Dr. Lord, angry as he was at Dr. Hoffman's arraignment of him before the nurses and visitors, was yet a big enough man to realize that he had a chance to learn something from this sarcastic intruder who had so unceremoniously taken his case out of his hands, and swallowing his wrath, asked permission to witness the operation. "Ach, yes, to be sure," said Dr. Hoffman, with his old geniality. "You must not mind that I vas so cross yesterday," he went on, "it vas because I vas so impatient ven I hear you vanted to amputate dot girl's leg off. But I forget," he said magnanimously, "you do not know how to set de badly splintered bones so dey vill knit, as I do.
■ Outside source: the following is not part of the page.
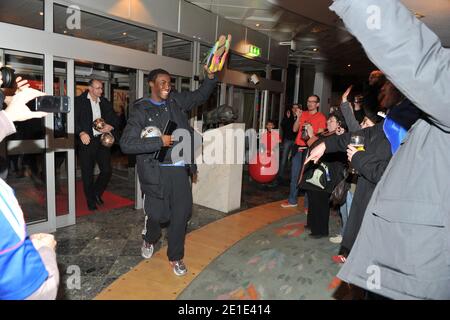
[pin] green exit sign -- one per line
(254, 51)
Bring all de doctors in you vant to, and all de nurses too. Ve vill haf a Klinick."

Thus it was that the large operating room of the hospital was crowded to the very edge of the "sterile field" with eager medical men, glad of the chance to watch Dr. Hoffman at work. "Who is that young girl in here?" asked Dr. Lord impatiently, as the anaesthetic was about to be administered.

"Some friend of the patient," explained the head nurse. "Hoffman let her in himself." The young girl in question was Medmangi. Dr. Hoffman knew all about her ambition to become a doctor and allowed her to come into the operating room. So she began her career by witnessing one of the most inspired operations of a widely famed surgeon.

When Sahwah came out of the ether she felt as if she were held in a vise. "What's the matter?" she asked dreamily. "I feel so stiff and queer."

"It's the cast they put you in," answered her mother.

Sahwah moved her arms carefully to see if they were in working order yet. Lightly she touched the hard substance that surrounded her hip bone. "They didn't cut it off, did they?" she asked in sudden terror. She could not tell by the feeling whether she had two legs or one.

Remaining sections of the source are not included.